Because he was saying, if you don’t understand your idea well enough to encapsulate it clearly on something as simple as the back of a small napkin — outline it, at least — you haven’t thought through it clearly enough. As Steve Jobs said, simple is harder than complex.
“If you don’t understand your idea well enough to encapsulate it clearly on something as simple as the back of a small napkin — outline it, at least — you haven’t thought through it clearly enough.”
Knowledge at Wharton: Obviously, companies with leaders who subscribe to the storytelling idea have an advantage over companies with leaders who don’t subscribe to it. How difficult is it, though, for leaders who aren’t on that page to change their path and tap into that storytelling aspect? I think we agree that everybody has it. It’s just being able to pull it out.
Gallo: It’s in our DNA. That’s the beauty and the power of story. And I won’t go too far into the science. But I have many pages in the beginning on how storytelling is hard-wired in our DNA. We process information through story. We want to hear information through stories, with heroes and villains and characters, and a hero to rally around. It’s the way the world and our brains work. We’re wired that way.
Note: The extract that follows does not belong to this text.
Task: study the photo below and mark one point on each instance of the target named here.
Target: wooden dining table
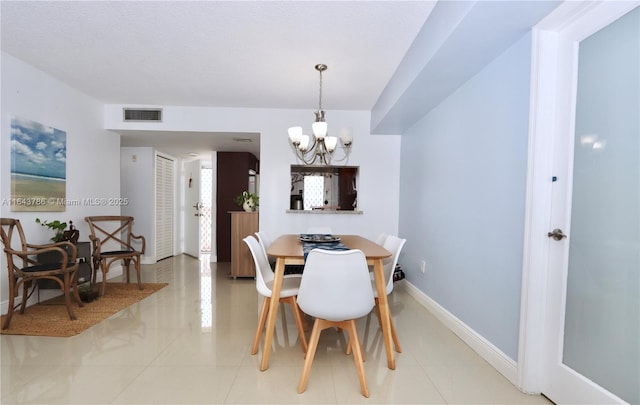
(288, 250)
So the best thing you can do, especially to engage your team and build brands and pitch products and sell products, is to wrap those ideas in narrative. I believe that ideas that catch on are wrapped in some sort of narrative. No, it’s not the easiest thing to turn around a larger company. But I’ve seen it done, and I’ve seen it done in a couple of famous areas. One was KPMG, one of the big four accounting firms, now in consulting. KPMG actually came up with a pretty extensive study not too long ago — they found that morale was declining somewhat. They were having all of those issues, especially around young people, that many global companies are having these days.
And here’s where it saves us all a lot of work. They studied thousands of managers, and they sent out thousands of studies and surveys. And they came to the conclusion that people, young people, especially, wanted to be part of a bigger mission. A purpose. OK. We’re starting to understand that. That’s fine. Now, how do you teach them about the purpose of your company? Through storytelling.
So they literally took their managers, and helped transform them all into storytellers, so that the managers were constantly telling stories of the history of KPMG — how KPMG has shaped the world; how they continue to shape industries and lives, and make the world a better place.
And they said as they got immersed in the storytelling culture, engagement scores went up substantially. Turnover was reduced substantially. And this is a study that is online. They’ve broken it down. They’re showing to you empirically how profits began to soar. So in all of those empirical models that we look at, storytelling helped transform that company in a big way.
Now, I’m a storytelling guy, and [even] I can express some skepticism. Was that really the reason? According to KPMG, it certainly was. So I think that we are seeing companies that get it. It does have to be pushed from the top, because the top leaders need to be the chief storytelling officers of the brand.
If you don’t get it from the top, then there’s very little chance of transforming yourself into a storytelling culture. But it is happening at big companies.